Eppure adesso l’adolescente Zanetti di fiato ne ha da vendere, altro che problemi respiratori: guardatelo mentre si fa muscoli e centimetri in cantiere, sembra abbia quattro polmoni. Osservatelo sollevare sacchi di cemento e ringraziare per la dieta a base di latte, lenticchie e ceci che un altro medico gli ha consigliato per mettere massa in un corpo da segaligno. Ora sognate con i suoi stessi occhi il ritorno al calcio grazie al Talleres, società che crede in lui e che gli fa firmare il primo contratto da professionista, togliendogli così l’obbligo di lavorare dalle quattro alle otto del mattino come “ragazzo del latte” e come postino per poter aiutare la famiglia. E ora…bé, ora Zanetti indossa la maglia del Banfield, con il quale esordisce in Primera Division e dal quale partirà la sua avventura più grande: il calcio europeo.
Bene, nel nostro raccontare un uomo infinito c’è un passaggio che apre una finestra sull’immediato futuro, perché domani saranno passati esattamente diciannove anni dal giorno in cui Massimo Moratti, neo presidente dell’Inter, ufficializza il suo primo acquisto: Javier Zanetti. Ma chi è? chi lo ha mai sentito? qualcuno lo ha visto giocare? Sembra di no, perché tutti aspettano l’altro acquisto, Rambert. Nel giugno del ’95, alla presentazione dei due neo interisti, la faccia pulita di Zanetti passa in secondo piano, così come nel luglio successivo, quando nel ritiro di Cavalese il semi sconosciuto Javier arriva da solo e con un sacchetto della spesa in mano.
Da quel giorno sono passati diciannove anni, appunto. Da quel giorno siamo arrivati all’epilogo della grande cavalcata di Zanetti, diventato nel frattempo El Tractor (grazie alla sagacia visionaria di Hugo Morales) e Pupi. Ma soprattutto, il capitano. Anzi, il Capitano. Nel mezzo ci sono stati sedici trofei con l’Inter (5 scudetti, 4 Coppe Italia e altrettante Supercoppe, una Uefa e una Champions, più un Mondiale per club), 857 gare con la maglia nerazzurra, il record di presenze per uno straniero in A (614 e 3 spareggi), 82 gare in Champions League, 137 gettoni consecutivi in campionato, 26 gol in carriera, 145 presenze con la Nazionale argentina e più di mille partite disputate. Adesso provate a immaginare cosa sarà passato nel cuore di Javier, durante il toccante discorso di sabato sera davanti al pubblico di San Siro, per la sua ultima volta tra le mura amiche.
Finisce il calciatore, va avanti l’uomo. Così hanno detto le sue labbra.
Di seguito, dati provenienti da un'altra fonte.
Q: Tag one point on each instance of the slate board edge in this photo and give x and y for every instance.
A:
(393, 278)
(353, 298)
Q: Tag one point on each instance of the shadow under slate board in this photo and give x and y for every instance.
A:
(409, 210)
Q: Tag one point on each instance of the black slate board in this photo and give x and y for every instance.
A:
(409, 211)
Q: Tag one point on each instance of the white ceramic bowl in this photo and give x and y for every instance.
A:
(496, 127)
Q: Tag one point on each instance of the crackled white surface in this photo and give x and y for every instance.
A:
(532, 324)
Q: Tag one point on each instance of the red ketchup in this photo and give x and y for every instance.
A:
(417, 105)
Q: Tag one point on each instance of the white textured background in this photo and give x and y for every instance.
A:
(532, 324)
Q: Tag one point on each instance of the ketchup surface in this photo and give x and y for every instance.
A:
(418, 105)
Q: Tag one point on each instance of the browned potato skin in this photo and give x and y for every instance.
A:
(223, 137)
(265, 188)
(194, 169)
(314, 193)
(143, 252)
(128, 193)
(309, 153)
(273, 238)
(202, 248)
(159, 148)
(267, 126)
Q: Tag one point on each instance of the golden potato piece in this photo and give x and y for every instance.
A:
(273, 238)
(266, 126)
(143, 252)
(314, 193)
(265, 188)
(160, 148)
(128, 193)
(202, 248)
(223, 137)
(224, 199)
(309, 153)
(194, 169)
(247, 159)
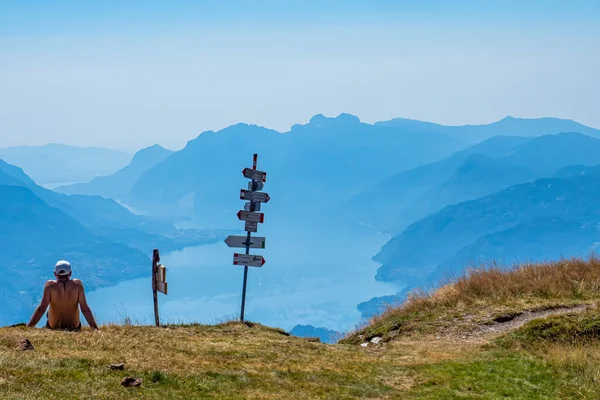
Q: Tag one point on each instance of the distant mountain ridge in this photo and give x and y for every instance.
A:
(480, 169)
(508, 126)
(54, 164)
(104, 241)
(331, 156)
(537, 221)
(37, 235)
(118, 185)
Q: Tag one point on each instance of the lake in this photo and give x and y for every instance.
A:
(317, 278)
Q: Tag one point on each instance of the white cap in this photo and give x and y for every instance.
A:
(62, 268)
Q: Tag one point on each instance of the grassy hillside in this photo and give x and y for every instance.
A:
(531, 333)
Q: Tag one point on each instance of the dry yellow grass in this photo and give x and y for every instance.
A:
(543, 359)
(486, 293)
(227, 361)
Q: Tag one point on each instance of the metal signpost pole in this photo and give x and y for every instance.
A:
(252, 218)
(155, 262)
(248, 237)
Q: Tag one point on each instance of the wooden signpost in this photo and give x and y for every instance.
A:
(252, 218)
(159, 282)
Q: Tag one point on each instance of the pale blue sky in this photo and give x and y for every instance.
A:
(127, 74)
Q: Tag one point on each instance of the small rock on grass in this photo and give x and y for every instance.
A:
(128, 381)
(376, 340)
(24, 344)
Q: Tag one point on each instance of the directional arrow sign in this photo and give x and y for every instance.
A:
(256, 242)
(248, 260)
(259, 186)
(248, 206)
(251, 226)
(251, 216)
(254, 196)
(255, 174)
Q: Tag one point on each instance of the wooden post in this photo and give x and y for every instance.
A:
(155, 263)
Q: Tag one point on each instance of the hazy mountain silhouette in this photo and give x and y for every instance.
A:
(118, 185)
(335, 157)
(107, 218)
(461, 231)
(537, 221)
(481, 169)
(37, 235)
(508, 126)
(56, 163)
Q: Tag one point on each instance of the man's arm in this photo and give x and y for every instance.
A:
(85, 309)
(41, 309)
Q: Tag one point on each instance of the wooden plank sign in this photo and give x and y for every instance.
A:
(251, 216)
(254, 196)
(255, 174)
(251, 227)
(161, 279)
(161, 287)
(256, 242)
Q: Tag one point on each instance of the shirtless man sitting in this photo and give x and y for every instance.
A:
(64, 296)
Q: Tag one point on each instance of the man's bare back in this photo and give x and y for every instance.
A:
(65, 297)
(64, 304)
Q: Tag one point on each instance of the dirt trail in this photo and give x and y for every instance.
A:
(511, 323)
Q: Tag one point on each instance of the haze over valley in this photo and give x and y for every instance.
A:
(360, 215)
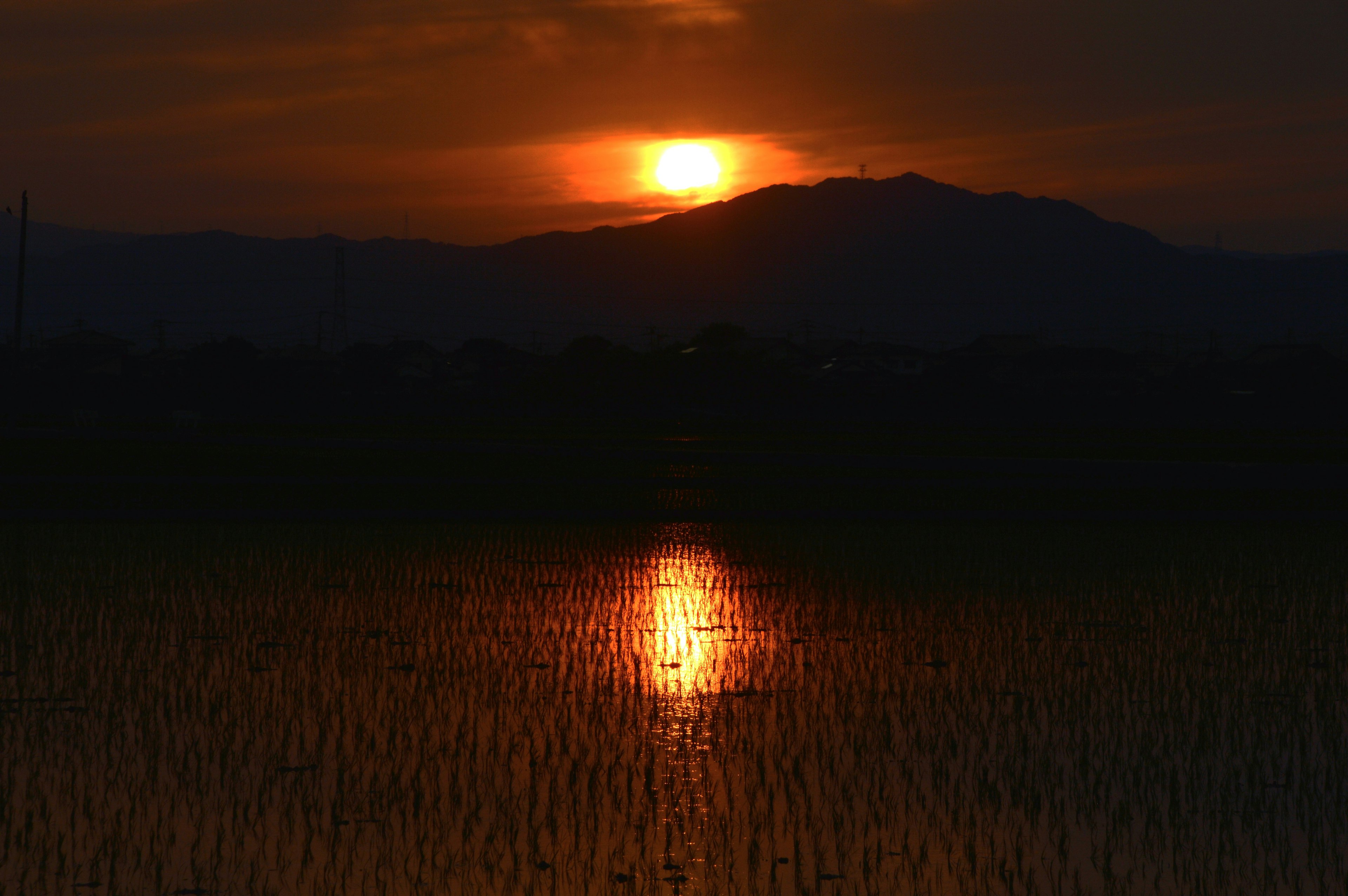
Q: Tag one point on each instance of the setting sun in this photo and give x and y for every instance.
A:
(688, 165)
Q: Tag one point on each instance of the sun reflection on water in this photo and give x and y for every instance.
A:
(688, 602)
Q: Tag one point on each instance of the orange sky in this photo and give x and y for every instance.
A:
(487, 120)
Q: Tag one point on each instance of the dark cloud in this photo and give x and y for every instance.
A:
(1181, 118)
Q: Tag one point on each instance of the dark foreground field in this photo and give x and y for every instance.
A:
(645, 708)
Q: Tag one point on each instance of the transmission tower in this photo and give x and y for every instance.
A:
(340, 302)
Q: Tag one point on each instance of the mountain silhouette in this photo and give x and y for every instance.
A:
(905, 257)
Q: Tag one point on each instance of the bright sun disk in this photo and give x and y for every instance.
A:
(688, 165)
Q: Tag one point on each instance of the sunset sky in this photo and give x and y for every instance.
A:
(484, 120)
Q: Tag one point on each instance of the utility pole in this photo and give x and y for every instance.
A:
(340, 302)
(18, 296)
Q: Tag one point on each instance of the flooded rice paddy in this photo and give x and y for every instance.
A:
(673, 709)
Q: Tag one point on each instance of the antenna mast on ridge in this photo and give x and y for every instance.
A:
(340, 302)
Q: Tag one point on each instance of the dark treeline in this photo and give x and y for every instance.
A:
(722, 372)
L’uomo diventerà vicepresidente dell’amata Inter e lascerà le fasce, quella di capitano e quella di un campo dove ha seminato avversari e suonato la carica nei momenti difficili, ricordando fortemente il “quarto d’ora granata” di Valentino Mazzola. Zanetti ha detto che ora gli toccherà fare altro, che non sa se lo farà bene, ma che è certo di una cosa: difenderà sempre i colori nerazzurri. Non sappiamo realmente cosa gli sarà passato dal cuore in certi istanti, possiamo solo farcene un’idea riguardando i suoi occhi trasparenti; quel che è probabile è che tanti tifosi avranno rimpianto di non aver tifato Inter negli ultimi diciannove anni.